Sometimes you can reach for a thought-
much like finding yourself
-M. Taggart
Sometimes you can reach for a thought-
much like finding yourself
-M. Taggart
My treehouse with a thumb
talks with an image less than itself.
It mesmerizes mischief with Mayhem,
like a tree watching its own growth
on a ledge. Waterfall below. Thoughts
in between. Taking longer than expected,
the zipper of life made for a humble tremble.
-M. Taggart
And old thought can try
to twist and bend itself
into a new thought.
Sometimes it works,
but mostly it sticks out.
-M. Taggart
I wonder if a bird
cares about the loss of a tree.
-M. Taggart
saw a trapped window inside our mind
there was no one to open it
caught in the construct of a thought
-M. Taggart
Where does an epiphany end and a thought think. -M. Taggart
Sometimes I’m so cold
that I can’t fathom how bones
can feel that way
but then I jump in the shower,
make it real, real hot,
the steam fills the room,
and my skin prickles and becomes red-
I’ve become so hot that I force myself
to remember the deep cold that pushed
me to the shower, the cold that buried itself
into the marrow of my being and imprisoned thought.

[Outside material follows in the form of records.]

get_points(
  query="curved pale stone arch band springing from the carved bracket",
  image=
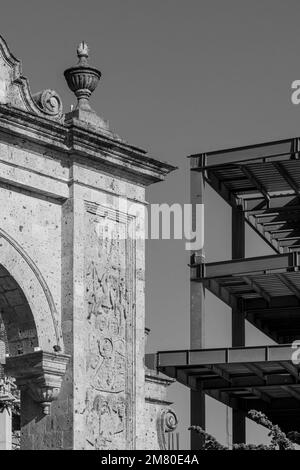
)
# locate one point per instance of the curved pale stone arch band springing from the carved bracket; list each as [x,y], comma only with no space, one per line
[28,310]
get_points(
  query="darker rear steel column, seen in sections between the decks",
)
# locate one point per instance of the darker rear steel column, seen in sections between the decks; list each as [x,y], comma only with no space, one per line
[238,318]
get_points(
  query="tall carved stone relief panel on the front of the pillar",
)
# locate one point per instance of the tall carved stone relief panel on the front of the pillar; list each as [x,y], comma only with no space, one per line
[110,303]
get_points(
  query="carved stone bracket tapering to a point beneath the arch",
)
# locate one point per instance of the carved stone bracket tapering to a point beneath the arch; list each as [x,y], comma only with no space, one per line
[40,373]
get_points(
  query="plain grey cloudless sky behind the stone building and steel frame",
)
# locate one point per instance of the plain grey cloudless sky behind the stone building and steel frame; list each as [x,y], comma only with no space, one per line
[179,77]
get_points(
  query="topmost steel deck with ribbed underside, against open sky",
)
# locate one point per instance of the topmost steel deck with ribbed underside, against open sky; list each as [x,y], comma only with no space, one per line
[265,180]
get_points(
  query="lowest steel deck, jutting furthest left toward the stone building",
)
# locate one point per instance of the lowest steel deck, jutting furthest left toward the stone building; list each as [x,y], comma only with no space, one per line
[263,378]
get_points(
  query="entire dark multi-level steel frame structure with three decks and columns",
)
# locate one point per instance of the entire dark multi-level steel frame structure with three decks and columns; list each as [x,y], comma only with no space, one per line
[261,183]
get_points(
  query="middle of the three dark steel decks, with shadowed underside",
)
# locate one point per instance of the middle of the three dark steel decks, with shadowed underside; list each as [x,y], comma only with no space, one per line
[265,289]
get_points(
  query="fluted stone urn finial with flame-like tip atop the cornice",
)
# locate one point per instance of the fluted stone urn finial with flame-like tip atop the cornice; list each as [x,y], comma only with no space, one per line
[82,79]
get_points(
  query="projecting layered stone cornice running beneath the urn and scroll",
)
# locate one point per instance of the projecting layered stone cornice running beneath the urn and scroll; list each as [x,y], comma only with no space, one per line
[86,145]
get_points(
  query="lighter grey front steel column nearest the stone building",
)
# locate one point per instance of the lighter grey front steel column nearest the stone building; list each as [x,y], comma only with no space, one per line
[197,310]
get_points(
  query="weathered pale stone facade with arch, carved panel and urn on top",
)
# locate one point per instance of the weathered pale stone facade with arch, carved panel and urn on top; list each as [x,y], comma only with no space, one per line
[72,269]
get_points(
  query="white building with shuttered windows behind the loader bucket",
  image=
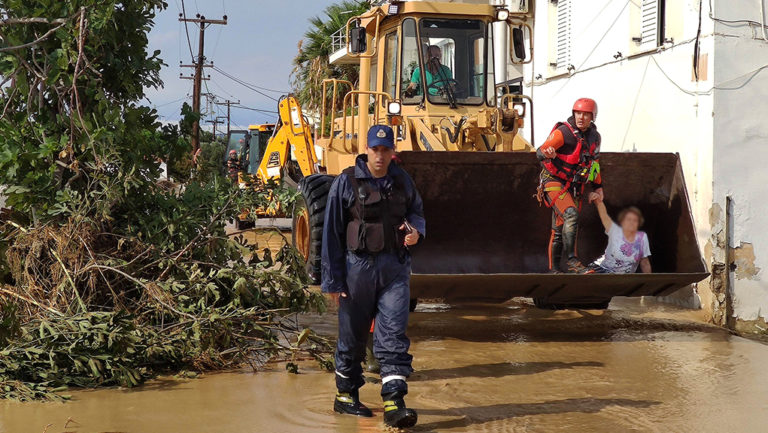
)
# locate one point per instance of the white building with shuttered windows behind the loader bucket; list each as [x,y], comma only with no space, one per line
[685,76]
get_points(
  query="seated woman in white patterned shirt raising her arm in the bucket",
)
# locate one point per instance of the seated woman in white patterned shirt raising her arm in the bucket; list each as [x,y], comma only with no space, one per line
[627,247]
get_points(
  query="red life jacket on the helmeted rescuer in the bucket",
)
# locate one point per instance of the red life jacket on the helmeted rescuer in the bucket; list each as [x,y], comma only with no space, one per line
[571,167]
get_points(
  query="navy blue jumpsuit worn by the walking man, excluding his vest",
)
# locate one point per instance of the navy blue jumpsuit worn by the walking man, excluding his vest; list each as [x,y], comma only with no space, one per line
[377,286]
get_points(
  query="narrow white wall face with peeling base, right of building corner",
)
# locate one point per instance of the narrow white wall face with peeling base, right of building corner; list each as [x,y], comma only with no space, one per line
[741,159]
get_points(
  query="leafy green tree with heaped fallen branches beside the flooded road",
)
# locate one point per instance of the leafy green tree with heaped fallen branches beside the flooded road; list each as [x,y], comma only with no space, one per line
[117,276]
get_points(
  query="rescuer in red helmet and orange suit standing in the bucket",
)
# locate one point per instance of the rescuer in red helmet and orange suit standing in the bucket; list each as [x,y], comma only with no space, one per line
[570,161]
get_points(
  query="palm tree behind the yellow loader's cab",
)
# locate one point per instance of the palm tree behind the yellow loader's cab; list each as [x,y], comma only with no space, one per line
[311,64]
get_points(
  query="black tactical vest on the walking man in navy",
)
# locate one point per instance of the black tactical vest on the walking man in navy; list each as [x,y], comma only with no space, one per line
[375,216]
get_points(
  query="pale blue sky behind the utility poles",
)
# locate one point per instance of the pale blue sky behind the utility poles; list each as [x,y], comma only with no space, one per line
[256,46]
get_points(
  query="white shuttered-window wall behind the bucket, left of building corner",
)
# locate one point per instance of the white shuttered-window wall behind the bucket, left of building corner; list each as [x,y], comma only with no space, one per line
[648,100]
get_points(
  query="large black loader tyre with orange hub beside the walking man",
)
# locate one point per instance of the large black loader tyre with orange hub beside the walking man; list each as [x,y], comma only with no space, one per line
[308,220]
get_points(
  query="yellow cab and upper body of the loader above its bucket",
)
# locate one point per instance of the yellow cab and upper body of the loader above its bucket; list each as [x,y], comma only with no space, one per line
[426,69]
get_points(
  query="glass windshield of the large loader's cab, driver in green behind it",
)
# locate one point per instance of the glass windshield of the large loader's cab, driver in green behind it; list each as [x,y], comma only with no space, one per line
[453,62]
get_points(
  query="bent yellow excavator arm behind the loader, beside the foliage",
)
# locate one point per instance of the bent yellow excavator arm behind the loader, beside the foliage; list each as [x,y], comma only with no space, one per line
[291,130]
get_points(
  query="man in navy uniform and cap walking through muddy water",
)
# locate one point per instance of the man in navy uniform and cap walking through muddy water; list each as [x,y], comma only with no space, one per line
[373,215]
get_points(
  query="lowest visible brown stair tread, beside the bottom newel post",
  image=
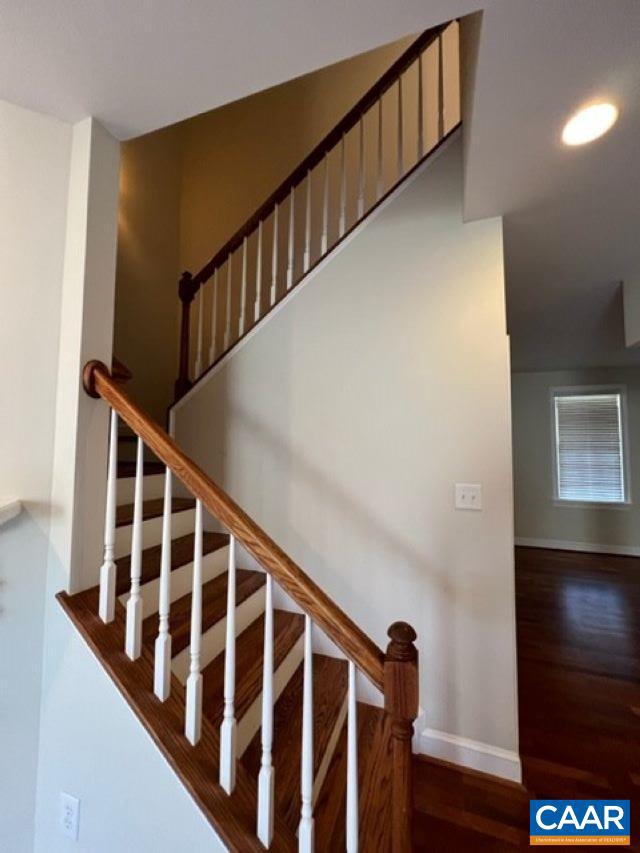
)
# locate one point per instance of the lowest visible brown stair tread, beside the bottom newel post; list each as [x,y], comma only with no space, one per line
[374,783]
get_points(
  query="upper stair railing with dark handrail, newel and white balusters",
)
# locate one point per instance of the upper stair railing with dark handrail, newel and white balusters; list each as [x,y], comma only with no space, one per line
[399,121]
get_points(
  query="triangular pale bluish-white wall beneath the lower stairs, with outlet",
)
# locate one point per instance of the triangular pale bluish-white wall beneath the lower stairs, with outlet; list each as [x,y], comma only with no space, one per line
[130,799]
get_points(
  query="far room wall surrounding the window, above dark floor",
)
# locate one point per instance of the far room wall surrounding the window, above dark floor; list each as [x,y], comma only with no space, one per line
[538,518]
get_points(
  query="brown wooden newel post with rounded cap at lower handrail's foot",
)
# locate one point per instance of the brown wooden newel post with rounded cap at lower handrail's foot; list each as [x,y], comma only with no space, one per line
[401,703]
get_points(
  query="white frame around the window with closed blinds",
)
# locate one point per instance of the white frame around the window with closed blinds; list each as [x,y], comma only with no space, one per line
[579,390]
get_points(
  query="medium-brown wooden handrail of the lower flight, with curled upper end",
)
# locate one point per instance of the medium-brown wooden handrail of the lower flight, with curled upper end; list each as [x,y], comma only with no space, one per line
[355,644]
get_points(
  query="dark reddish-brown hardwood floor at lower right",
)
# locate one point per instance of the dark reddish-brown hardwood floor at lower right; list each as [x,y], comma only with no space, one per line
[578,621]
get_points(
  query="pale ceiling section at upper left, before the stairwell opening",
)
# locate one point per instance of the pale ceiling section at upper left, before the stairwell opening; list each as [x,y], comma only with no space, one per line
[138,65]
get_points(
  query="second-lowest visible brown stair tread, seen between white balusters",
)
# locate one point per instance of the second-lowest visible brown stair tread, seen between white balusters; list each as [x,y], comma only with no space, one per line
[329,693]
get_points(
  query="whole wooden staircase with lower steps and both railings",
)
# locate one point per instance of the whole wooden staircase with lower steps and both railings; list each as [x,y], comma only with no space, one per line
[208,629]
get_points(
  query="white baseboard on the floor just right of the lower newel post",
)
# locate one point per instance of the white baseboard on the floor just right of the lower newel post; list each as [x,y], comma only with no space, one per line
[469,753]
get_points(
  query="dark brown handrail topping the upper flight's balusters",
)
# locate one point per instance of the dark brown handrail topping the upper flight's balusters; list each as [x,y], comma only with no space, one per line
[332,138]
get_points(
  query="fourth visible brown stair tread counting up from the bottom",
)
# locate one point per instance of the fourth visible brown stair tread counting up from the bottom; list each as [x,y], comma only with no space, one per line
[214,608]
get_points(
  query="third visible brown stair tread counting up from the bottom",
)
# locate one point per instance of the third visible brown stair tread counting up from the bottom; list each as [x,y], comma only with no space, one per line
[287,628]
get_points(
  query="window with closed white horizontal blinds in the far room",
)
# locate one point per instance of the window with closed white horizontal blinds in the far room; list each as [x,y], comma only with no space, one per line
[589,446]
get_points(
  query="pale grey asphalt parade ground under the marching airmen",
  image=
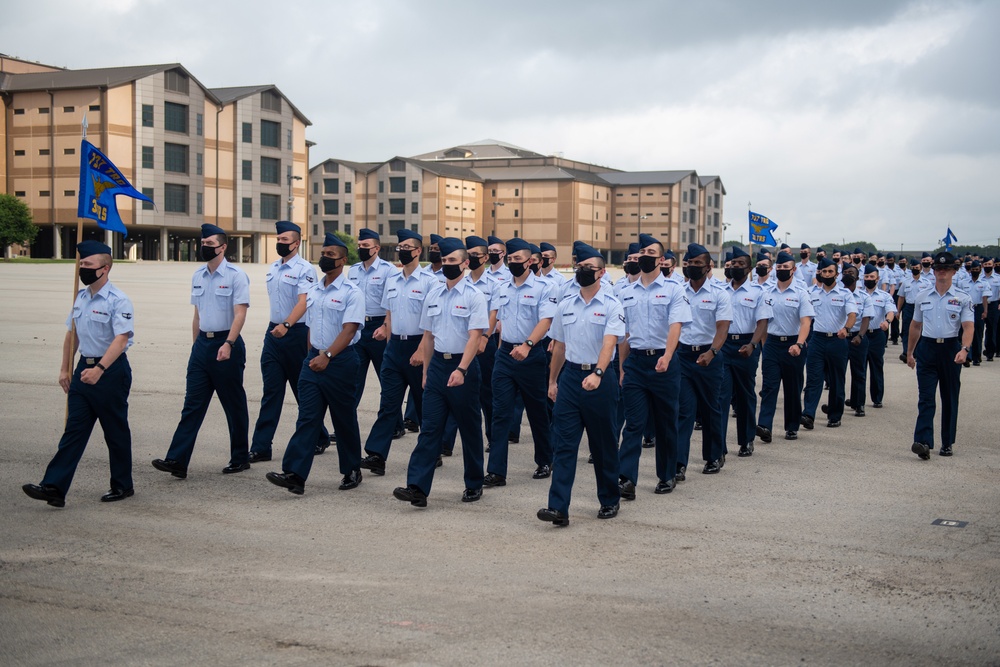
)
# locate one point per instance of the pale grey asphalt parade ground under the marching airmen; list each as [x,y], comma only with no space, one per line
[820,551]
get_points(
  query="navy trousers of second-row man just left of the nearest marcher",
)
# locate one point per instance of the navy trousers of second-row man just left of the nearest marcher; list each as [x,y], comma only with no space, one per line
[527,379]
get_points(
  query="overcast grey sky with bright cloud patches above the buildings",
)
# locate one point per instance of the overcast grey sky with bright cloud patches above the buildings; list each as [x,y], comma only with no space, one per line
[858,119]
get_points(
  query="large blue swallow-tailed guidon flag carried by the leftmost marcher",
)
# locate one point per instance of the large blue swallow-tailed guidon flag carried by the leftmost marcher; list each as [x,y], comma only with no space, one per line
[100,183]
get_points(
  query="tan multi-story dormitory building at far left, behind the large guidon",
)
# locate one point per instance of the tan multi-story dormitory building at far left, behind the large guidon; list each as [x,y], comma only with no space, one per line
[234,157]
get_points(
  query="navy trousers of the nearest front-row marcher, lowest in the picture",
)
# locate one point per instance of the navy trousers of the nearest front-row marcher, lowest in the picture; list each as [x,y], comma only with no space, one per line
[575,410]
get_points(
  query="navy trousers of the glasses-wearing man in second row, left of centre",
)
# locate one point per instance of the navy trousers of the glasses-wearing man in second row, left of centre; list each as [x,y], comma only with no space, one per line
[397,375]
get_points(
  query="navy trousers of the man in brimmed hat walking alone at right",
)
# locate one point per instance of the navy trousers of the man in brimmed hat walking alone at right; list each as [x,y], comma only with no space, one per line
[937,370]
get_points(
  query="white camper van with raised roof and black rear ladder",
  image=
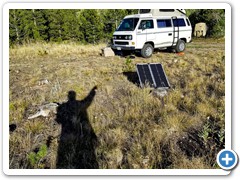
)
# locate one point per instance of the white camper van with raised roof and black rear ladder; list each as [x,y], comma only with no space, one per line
[152,29]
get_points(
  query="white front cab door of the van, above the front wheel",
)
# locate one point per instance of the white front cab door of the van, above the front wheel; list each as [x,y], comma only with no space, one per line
[145,33]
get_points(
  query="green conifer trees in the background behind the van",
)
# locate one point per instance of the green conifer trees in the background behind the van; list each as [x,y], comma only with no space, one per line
[87,25]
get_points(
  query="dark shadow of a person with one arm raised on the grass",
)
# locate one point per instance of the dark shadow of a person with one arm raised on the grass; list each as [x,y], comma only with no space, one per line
[78,141]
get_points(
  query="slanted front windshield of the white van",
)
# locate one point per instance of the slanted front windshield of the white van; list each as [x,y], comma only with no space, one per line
[128,24]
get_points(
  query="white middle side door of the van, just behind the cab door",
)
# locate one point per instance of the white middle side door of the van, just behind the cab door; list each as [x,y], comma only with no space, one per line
[164,33]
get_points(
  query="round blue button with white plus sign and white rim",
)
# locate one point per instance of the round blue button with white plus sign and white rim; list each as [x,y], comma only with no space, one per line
[227,159]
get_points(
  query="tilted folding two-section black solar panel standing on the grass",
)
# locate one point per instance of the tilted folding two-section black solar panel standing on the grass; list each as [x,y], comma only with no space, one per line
[153,74]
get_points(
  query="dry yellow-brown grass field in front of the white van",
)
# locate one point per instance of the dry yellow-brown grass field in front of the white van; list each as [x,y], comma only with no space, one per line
[125,126]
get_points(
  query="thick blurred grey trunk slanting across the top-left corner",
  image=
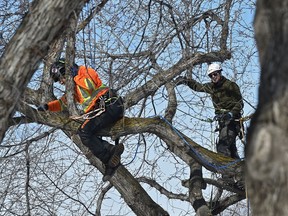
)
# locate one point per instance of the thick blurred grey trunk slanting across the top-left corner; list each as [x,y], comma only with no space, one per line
[41,26]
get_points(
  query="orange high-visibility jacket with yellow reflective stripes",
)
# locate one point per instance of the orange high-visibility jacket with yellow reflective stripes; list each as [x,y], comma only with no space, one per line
[88,89]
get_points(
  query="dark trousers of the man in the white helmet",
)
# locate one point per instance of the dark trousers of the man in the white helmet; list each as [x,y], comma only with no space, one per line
[226,145]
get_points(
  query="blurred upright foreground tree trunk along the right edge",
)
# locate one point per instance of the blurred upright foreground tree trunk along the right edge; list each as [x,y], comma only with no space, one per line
[267,141]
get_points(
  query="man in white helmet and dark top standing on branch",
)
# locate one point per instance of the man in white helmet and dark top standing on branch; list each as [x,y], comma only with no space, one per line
[228,105]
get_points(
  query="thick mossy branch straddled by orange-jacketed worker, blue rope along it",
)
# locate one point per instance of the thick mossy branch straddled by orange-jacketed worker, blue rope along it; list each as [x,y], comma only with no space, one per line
[178,143]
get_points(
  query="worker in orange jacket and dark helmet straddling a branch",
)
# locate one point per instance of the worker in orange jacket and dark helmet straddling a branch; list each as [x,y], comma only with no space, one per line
[101,107]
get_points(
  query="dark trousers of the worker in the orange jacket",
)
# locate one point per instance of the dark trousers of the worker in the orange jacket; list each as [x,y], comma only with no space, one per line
[99,147]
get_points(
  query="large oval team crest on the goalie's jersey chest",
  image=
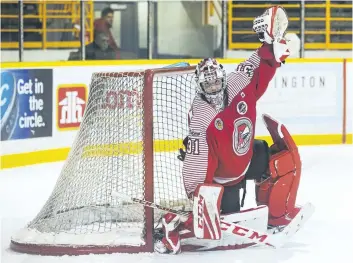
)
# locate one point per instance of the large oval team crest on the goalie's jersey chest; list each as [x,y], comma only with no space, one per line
[242,135]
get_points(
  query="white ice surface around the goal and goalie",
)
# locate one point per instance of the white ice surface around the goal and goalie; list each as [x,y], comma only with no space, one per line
[326,237]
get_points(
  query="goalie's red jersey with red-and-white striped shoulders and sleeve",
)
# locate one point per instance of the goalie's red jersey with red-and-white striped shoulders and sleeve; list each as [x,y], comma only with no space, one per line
[220,144]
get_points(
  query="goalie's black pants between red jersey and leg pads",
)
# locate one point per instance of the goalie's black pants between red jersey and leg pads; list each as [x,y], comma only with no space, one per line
[259,163]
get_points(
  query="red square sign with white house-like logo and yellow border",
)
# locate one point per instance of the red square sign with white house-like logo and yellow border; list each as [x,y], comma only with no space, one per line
[71,104]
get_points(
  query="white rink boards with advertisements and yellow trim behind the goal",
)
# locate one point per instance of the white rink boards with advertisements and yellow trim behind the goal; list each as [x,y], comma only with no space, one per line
[312,97]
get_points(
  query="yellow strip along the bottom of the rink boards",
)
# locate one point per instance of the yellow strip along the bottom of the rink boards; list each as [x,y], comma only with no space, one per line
[60,154]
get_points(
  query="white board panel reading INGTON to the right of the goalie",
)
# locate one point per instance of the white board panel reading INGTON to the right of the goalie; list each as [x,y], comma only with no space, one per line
[305,96]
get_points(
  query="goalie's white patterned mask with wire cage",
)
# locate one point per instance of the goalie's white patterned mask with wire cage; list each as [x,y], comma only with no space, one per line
[211,81]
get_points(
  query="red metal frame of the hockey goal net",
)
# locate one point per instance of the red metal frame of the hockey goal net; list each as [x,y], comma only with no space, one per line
[148,162]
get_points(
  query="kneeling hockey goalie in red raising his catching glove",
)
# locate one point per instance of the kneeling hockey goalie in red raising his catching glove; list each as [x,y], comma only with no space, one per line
[222,153]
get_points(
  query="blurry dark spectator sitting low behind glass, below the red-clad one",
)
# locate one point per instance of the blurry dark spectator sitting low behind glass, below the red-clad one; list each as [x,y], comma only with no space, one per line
[99,49]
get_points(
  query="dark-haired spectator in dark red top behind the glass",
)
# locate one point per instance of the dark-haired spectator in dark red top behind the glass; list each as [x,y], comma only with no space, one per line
[104,24]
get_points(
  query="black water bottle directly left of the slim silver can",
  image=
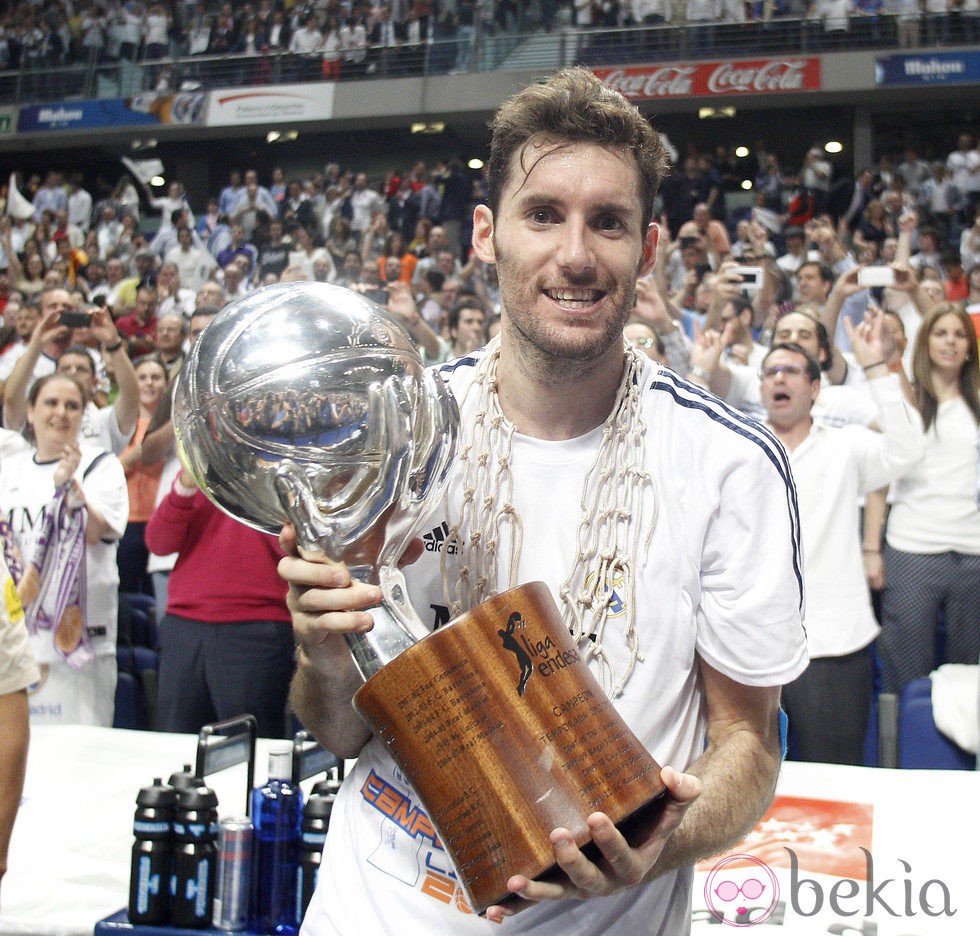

I wonder if this is how a caged mind thinks, or feels,
or if it even has memory at all if only bars serve as an observation point.
As the last drops of water skim down our legs and drip toward the drain.
-M. Taggart
The unfortunate part of a thought, is sitting on it. -M. Taggart
I admire words that
infect my mind. I want
them to bend and twist
so I feel them. I’ve torn
pages from favorite stories
and stuffed them into my
mouth. I don’t know why.
Or, I do, and I’m not being
honest. Much like when an
author writes for an audience
rather than the raging
passion wishing to be seen;
truly, and finally freed.
-M. Taggart
Contact:
You have to go, to go. Push on, pushing on. I’m smoking a cigar inside. First time in years. I accidentally put it out in my son’s cereal bowl dish with my spit. I didn’t want that. I had fun lighting it again with a wooden match made of what the fuck fire.
I’m coming to terms with my life. I have terms and Life doesn’t. So we’re both sitting here with this cigar watching smoke. I once read that a blind man wouldn’t smoke because he couldn’t see the smoke rise around him. I get it. I wouldn’t smoke either if I couldn’t see the difference in each rising movement. Those columns are different each time so that’s where we’d miss the everything about what we wanted to be.
Anyway, I type so letters become words around thought.